I am trying to learn to write functions and exploring making a function to do an ANOVA and post F test. I have simplified this to the problem which is obtaining emmeans and associated all pairwise comparisons. The issue is the pairwise comparisons do not work??? I am real new at functions and have tried a lot of ways to fix this to no avail...
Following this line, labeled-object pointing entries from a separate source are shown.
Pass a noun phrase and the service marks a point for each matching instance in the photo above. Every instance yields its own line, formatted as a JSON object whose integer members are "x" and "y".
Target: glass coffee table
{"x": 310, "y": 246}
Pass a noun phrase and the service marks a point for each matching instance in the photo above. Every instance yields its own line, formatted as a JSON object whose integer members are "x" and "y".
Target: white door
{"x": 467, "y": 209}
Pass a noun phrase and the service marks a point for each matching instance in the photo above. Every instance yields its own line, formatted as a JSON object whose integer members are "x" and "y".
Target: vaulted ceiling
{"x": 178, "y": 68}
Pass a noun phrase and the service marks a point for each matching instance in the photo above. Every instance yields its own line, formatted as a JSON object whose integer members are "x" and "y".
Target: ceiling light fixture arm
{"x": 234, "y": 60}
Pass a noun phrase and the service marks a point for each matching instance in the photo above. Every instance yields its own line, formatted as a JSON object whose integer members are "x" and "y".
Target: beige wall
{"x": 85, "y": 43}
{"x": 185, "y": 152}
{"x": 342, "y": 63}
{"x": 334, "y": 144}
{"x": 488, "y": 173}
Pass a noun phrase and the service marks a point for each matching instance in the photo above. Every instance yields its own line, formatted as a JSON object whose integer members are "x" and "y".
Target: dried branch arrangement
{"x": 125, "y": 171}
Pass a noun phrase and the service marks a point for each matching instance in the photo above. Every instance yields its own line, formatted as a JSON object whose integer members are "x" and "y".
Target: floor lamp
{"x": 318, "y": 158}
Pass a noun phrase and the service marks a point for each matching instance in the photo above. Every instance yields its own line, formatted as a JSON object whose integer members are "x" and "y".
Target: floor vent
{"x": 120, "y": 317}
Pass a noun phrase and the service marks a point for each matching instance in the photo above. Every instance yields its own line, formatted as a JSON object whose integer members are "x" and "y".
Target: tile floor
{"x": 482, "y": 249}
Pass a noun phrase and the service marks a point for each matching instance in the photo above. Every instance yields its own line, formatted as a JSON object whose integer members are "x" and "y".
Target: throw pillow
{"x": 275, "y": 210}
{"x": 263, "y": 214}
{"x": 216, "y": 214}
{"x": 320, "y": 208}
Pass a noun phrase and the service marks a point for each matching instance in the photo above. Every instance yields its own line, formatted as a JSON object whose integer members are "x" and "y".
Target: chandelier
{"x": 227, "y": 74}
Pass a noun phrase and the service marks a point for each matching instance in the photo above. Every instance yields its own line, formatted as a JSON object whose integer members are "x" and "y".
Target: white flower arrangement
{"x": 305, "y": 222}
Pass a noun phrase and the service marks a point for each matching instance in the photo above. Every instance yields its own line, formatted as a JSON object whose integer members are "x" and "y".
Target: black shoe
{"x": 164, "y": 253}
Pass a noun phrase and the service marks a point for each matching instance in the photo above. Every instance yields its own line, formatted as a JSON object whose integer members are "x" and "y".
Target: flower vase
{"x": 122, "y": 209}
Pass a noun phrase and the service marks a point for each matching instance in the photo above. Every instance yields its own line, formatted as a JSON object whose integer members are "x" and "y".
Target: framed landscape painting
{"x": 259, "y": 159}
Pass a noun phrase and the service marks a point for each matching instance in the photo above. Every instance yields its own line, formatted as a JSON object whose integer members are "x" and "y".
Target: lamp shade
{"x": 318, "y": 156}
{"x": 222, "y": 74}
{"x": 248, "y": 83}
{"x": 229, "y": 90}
I am using the diamonds data set for reproducibility...
Here is the code:
# libraries
library(tidyverse)
library(car)
library(emmeans)
library(readxl)
library(rlang)
library(broom)
dia <- diamonds
dia$cut <- as.factor(as.character(dia$cut))
results_LM <- function(data, iv, dv) {
iv_name <- as.character(substitute(iv))
dv_name <- as.character(substitute(dv))
formula_str <- paste(dv_name, "~", iv_name)
aov.model <- lm(formula_str, data = data)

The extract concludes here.